While across the street digging in the old garage looking for something that I forgot I was looking for, I found a pot I didn't even know I had. I have some large jambalaya pots over there but I found this one which is a median size. Personally I think its going to be quite handy because its almost light enough so I can carry it. I am getting to be such a weenie baby anymore.


Heres the pot w/ a stand, it looks about comparable to a #14 DO



I dug out and old burner assembly, I knew I had it but, it was never used, for years, never used...LOL It was for when I was thinking seriously about cooking chili.....or jambalaya.

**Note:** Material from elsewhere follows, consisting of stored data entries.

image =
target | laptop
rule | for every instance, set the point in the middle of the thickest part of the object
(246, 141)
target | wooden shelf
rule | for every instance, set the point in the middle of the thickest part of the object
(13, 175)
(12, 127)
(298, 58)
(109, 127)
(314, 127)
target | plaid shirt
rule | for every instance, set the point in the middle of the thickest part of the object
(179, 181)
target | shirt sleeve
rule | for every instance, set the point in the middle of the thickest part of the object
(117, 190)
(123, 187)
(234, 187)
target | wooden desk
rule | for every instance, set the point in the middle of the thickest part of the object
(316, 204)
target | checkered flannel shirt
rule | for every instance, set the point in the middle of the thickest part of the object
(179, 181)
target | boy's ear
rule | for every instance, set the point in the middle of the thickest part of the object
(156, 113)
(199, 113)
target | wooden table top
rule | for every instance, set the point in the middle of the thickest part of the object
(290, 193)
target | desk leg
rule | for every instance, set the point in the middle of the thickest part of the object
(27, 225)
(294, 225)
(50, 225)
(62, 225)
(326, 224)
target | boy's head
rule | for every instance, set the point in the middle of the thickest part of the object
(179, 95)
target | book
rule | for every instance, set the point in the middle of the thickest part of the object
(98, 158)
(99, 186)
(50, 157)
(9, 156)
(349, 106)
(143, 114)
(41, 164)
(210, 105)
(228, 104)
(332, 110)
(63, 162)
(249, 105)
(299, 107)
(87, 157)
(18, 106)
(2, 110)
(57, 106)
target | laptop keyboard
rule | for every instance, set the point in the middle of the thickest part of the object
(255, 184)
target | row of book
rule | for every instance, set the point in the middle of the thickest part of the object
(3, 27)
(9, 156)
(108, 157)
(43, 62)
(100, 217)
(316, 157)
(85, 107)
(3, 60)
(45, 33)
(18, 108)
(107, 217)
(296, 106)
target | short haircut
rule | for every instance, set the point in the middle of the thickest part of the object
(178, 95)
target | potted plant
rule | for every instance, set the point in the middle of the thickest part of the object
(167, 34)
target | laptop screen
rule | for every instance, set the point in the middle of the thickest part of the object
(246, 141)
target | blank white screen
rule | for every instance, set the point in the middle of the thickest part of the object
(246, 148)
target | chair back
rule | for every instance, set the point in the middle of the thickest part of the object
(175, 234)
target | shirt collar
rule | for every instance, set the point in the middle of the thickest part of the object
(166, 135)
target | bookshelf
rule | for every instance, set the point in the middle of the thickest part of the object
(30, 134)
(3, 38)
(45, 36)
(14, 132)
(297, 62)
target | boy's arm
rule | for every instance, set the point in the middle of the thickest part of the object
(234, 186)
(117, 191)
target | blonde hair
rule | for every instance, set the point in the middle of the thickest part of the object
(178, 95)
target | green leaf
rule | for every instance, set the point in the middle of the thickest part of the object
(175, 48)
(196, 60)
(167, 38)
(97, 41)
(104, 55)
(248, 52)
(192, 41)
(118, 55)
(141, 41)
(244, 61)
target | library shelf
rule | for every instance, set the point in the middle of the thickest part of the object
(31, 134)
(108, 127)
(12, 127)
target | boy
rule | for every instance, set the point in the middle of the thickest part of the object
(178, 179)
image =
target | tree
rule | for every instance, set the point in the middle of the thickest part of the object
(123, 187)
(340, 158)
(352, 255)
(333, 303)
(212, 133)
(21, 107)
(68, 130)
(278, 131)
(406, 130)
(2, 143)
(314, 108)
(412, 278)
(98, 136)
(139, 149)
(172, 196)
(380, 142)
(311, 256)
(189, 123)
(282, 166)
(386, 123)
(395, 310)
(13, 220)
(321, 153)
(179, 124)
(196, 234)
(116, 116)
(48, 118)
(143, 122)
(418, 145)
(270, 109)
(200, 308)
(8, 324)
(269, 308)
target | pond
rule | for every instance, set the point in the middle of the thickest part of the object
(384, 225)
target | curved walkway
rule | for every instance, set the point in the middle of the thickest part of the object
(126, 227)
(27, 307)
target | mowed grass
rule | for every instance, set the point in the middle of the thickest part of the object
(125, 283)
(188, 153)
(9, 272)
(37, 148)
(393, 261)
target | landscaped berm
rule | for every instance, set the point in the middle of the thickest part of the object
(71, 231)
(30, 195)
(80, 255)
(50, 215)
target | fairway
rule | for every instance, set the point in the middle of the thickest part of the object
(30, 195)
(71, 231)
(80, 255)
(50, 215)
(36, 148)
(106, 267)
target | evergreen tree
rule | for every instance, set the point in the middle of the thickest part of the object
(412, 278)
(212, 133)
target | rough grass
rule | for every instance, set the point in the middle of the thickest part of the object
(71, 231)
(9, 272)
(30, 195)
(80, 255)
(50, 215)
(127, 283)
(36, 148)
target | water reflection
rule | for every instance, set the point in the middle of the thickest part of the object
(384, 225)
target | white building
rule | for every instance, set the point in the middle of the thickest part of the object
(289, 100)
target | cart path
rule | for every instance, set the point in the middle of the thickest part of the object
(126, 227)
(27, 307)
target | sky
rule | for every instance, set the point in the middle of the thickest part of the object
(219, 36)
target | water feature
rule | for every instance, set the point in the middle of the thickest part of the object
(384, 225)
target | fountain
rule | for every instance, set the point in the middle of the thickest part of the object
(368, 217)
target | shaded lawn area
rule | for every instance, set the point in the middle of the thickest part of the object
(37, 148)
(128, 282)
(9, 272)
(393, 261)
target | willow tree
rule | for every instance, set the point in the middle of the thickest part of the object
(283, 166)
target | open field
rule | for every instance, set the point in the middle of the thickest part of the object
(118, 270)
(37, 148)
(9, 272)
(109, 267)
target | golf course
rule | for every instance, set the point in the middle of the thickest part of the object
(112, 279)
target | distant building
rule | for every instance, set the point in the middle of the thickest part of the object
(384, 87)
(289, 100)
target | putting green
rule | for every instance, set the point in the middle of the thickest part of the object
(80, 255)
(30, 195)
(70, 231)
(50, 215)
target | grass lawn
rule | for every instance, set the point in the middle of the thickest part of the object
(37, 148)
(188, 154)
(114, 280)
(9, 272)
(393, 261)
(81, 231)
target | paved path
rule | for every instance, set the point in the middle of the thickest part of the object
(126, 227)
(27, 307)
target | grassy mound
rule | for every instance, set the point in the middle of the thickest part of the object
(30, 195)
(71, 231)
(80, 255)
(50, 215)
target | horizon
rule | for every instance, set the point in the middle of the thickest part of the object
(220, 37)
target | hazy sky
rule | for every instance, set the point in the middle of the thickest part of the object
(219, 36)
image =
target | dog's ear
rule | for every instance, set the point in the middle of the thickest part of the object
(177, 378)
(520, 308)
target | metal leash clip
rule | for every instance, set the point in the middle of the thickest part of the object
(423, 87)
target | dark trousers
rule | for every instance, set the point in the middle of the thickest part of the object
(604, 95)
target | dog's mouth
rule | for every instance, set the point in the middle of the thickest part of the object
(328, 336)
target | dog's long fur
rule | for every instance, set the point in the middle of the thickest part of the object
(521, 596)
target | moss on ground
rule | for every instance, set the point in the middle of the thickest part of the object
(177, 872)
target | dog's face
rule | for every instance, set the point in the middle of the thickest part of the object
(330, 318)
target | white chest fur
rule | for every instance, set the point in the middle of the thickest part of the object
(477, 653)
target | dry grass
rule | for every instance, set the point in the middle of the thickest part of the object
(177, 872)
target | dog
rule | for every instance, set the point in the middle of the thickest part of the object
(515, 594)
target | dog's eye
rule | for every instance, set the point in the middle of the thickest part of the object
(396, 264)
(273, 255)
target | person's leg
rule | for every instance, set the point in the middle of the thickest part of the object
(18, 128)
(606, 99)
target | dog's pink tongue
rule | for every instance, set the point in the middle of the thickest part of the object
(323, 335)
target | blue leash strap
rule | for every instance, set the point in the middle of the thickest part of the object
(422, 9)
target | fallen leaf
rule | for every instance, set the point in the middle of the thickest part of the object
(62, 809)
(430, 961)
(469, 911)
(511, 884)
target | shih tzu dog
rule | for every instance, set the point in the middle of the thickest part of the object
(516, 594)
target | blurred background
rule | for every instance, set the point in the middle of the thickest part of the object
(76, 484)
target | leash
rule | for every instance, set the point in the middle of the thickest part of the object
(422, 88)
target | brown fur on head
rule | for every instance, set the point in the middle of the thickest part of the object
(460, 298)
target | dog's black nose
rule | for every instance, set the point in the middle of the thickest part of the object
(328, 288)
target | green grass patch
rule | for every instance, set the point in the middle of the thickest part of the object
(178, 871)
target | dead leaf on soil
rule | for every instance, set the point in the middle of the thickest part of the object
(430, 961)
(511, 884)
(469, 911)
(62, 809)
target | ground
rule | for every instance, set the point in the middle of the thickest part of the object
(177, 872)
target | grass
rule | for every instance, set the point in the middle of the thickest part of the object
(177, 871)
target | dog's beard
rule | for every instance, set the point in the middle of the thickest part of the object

It even has a cute little temperature adjustment I think, or may, since it snaps be a self contained lighter? Its another mystery to enjoy solving when I get some hose. All my hoses seems to have dry rotted and the quick-connects rusted. When did all this stuff get so old?



Now for the work! I don't know if you can see, but the seasoning needs some love.



I am thinking maybe a good scrub with Ajax, or steel wool? The botton is pitting with rust. Or should I cut out the country boy cleaner and step right up to a wire wheel on an angle grinder? What about oven cleaner, would the burner work to activate it?


I  have some flax oil.. But it has to be cleaned first. I am not worrying about the curing process, I am planing to use it first to make cracklins. It looks the perfect size to support my speed at cooking these days.


So suggestions? Ideas? Warnings?

post #2 of 6

 Neat find! Sandblast or wire wheel and start over. Not a big deal.

Happy smoken.


post #3 of 6
Hi if I may suggest that I know there's a video on YouTube where a guy put an alkaline battery in a bucket of water. (Not exactly sure but more in those lines) If you do a search on how to rid cast iron of rust I think you find it. Little or no elbow grease involved lol. Hope this helps.

Happy smoking!
post #4 of 6

I read oven cleaner on it, put in a sealed bag for 24 hours then wire wheel. 


Then reseason.

post #5 of 6

Does oven cleaner work on cold metal? I always thought it had to be heated, first?

post #6 of 6

Lye in the oven cleaner will clean the seasoning off. (don't forget your rubber gloves) After that I would wire wheel it then give it a scrub or 1/2 hour soak with 50/50 vinegar and water. Touch it up with the wire wheel one more time and then season it.


I have changed my thinking about using flax oil. I seasoned a bunch of pans with it and the pans that get used frequently have a problem with the flax seasoning chipping off. I spoke to some collectors who had the same problem and knew all about it. The Griswold Society and these collectors said that flax is beautiful and the pan gets black faster but because of its low smoke point it breaks down after repeated heating and chips off.


The Griswold group recommends using the original Pam (canola oil) or any oil with a high smoke point. I rinse the cleaned pan with cold water and dry with a paper towel. Then I put it in the oven until it gets to 150. I take the pan out and wait until I can just handle it with my bare hands. I spray a small amount of Pam on the pan and wipe it around with a folded up coffee filter. The coffee filter does not leave any lint. After it is covered with Pam it goes back in the oven set at 500 for about an hour. It normally takes 2-3 coats.


The Pam does not get as black as flax oil at first but will get black after some use. It will have more of a brown or bronze tint. I have not any more chipping problems since switching to Pam. Seasoning with Pam has the same cooking nonstick quality as Flax.